Dari Latvia, Menteri Luar Negeri Edgars Rinkevics meminta agar NATO mau memperluas kehadiran pasukannya di negara itu. Hal ini menurutnya akan mampu memberikan jaminan rasa aman bagi negaranya.

Sebelumnya narasi ini sempat disampaikan Presiden Ukraina Volodymyr Zelenskyy. Dalam permintaan bantuan kepada aliansi itu, ia menyebut bahwa negara-negara NATO lainnya bisa jadi target Kremlin selanjutnya.

Apabila yang selama ini dikhawatirkan (Perang Dunia III) terjadi (amit-amit), maka sejarah akan kembali mencatat bahwa medan pertempuran diawali di Benua Biru seperti pada Perang Dunia I dan II. 
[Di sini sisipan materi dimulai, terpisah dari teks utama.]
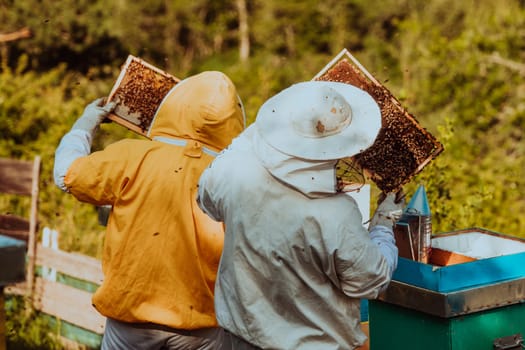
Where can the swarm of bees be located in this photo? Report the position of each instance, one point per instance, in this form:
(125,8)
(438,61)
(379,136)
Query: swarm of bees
(138,93)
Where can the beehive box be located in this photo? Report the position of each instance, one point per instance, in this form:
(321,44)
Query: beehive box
(403,147)
(138,92)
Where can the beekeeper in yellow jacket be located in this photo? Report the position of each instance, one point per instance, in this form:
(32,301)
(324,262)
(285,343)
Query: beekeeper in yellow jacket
(161,252)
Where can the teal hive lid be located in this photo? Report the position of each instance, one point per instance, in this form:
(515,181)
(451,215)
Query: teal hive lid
(419,203)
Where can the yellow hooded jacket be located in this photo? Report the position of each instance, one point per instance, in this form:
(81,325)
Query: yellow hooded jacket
(161,252)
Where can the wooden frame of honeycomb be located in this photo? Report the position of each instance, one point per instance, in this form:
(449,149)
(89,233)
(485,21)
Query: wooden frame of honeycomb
(138,93)
(403,147)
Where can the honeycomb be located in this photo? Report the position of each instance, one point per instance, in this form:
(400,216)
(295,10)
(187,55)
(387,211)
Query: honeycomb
(138,93)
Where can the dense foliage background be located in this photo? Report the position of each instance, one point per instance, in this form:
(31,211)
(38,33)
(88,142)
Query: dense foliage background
(458,66)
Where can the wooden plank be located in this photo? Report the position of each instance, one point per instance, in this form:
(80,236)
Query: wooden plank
(73,264)
(68,304)
(16,176)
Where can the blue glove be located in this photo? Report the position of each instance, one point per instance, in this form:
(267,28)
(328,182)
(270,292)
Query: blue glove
(93,115)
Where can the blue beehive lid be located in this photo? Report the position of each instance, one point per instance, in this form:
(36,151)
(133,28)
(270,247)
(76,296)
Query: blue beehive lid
(488,268)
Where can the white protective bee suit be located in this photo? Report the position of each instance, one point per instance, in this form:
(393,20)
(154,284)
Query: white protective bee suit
(297,258)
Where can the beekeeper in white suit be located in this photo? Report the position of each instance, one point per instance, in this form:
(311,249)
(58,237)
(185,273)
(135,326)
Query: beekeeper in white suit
(297,258)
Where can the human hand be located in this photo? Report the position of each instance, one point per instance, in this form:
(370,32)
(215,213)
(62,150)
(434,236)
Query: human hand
(93,115)
(389,209)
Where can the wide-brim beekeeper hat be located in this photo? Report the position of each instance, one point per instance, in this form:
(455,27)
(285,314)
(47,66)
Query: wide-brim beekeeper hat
(320,120)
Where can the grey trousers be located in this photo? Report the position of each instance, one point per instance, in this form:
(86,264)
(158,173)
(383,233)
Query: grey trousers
(129,336)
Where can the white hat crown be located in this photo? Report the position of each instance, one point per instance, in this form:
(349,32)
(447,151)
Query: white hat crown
(327,113)
(320,120)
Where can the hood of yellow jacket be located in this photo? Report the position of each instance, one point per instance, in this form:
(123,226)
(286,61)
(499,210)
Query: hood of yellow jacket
(204,107)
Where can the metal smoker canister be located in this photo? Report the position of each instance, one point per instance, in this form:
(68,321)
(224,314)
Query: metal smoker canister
(413,231)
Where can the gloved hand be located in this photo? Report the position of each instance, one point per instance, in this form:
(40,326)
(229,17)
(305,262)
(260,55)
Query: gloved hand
(93,115)
(389,209)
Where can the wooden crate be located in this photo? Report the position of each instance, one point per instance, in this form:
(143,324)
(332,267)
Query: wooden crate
(403,147)
(138,92)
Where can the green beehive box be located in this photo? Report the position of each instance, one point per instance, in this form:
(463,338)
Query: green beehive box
(478,304)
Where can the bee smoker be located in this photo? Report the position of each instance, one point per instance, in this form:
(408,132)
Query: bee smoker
(413,230)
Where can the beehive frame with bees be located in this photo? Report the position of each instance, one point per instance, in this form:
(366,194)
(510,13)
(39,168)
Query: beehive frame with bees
(138,92)
(403,147)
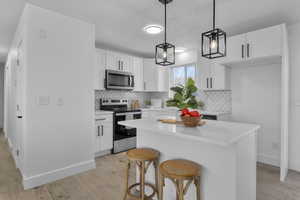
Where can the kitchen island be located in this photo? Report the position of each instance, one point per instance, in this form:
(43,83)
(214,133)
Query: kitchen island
(225,150)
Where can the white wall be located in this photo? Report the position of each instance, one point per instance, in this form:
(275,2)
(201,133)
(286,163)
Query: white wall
(58,65)
(1,94)
(256,98)
(294,133)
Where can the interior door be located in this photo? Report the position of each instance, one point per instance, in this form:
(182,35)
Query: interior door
(19,69)
(285,105)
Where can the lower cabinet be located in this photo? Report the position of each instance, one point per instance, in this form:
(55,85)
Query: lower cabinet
(104,133)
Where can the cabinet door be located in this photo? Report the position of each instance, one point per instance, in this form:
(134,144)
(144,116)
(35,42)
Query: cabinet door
(218,77)
(106,139)
(236,49)
(138,71)
(126,63)
(99,74)
(204,71)
(97,136)
(150,75)
(163,79)
(112,61)
(265,42)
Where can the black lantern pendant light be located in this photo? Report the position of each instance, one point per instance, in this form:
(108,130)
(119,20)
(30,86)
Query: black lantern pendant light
(165,52)
(214,41)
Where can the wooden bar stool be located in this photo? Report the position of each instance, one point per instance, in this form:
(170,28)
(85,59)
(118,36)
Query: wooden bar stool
(143,158)
(179,172)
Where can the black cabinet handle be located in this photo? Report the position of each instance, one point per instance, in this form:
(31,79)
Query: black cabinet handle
(248,50)
(207,83)
(243,51)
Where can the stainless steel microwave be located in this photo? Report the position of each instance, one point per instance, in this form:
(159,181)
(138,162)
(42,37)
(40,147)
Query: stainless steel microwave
(119,80)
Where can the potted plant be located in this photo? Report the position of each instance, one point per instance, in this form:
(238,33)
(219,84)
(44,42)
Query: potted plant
(185,99)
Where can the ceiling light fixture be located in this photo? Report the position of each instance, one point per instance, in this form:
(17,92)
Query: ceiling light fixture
(153,29)
(214,41)
(165,52)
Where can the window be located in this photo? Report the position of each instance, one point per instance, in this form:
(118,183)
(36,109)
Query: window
(179,75)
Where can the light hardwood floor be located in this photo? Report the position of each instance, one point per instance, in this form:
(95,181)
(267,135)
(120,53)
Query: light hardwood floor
(106,182)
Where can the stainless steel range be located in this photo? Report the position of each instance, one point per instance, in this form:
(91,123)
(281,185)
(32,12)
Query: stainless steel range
(124,137)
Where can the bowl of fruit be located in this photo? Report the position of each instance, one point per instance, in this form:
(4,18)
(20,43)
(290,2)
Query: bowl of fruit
(190,118)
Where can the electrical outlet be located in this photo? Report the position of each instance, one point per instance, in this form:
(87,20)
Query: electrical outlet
(275,145)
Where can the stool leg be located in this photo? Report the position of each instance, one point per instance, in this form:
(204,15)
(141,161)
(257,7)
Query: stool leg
(197,184)
(155,163)
(126,179)
(181,189)
(142,172)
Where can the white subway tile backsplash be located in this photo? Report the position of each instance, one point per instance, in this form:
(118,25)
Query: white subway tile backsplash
(111,94)
(215,101)
(218,101)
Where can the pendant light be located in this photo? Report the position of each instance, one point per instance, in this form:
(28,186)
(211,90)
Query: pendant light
(165,52)
(214,41)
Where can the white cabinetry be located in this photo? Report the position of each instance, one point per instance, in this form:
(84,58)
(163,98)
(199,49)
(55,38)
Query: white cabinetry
(116,61)
(264,43)
(163,79)
(214,76)
(138,71)
(258,44)
(99,74)
(150,75)
(103,133)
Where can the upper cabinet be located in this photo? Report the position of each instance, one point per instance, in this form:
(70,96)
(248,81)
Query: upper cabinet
(150,75)
(262,43)
(163,79)
(138,71)
(116,61)
(214,76)
(99,73)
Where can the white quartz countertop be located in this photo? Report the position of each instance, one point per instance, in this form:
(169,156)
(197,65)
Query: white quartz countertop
(204,112)
(214,132)
(103,112)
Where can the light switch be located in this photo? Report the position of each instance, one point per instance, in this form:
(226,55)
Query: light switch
(60,101)
(43,100)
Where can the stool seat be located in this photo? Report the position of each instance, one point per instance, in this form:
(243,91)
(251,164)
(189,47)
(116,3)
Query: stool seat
(143,158)
(182,173)
(142,154)
(180,169)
Bagaimanapun juga perang adalah hal yang tidak diinginkan dan harus dihindari. Konsekuensinya terhadap aspek lingkungan, sosial dan ekonomi begitu besar. 

Kendati ancaman perang benar-benar sudah berada di depan mata, tetapi investor dapat memanfaatkan momentum koreksi tajam di pasar keuangan belakangan ini untuk mengambil langkah taktis agar dapat memperoleh cuan dari momentum rebound temporer.

Hanya saja yang patut menjadi catatan adalah, ketika risiko masih belum benar-benar hilang, konsekuensi yang harus diterima adalah pasar tetap akan berfluktuasi dengan tajam. 

Berikut beberapa data ekonomi yang akan dirilis hari ini:

  • Rilis Data Pertumbuhan Ekonomi Jepang Kuartal IV-2021 (06.50 WIB)
  • Rilis Data Inflasi China bulan Februari 2022 (08.30 WIB)
  • Rilis Data Indeks Keyakinan Konsumen (IKK) Indonesia bulan Februari 2022 (10.00 WIB)
  • RUPSLB PT Perintis Triniti Properti Tbk (14.00 WIB)
  • IPO PT Sumber Mas Konstruksi Tbk (SMKM)
  • Pembagian Saham Bonus PT Bank Mega Tbk (MEGA)
  • Pembagian Dividen Tunai PT Bank Mega Tbk (MEGA)
  • PMHMETD PT Sinergi Inti Plasindo Tbk (ESIP)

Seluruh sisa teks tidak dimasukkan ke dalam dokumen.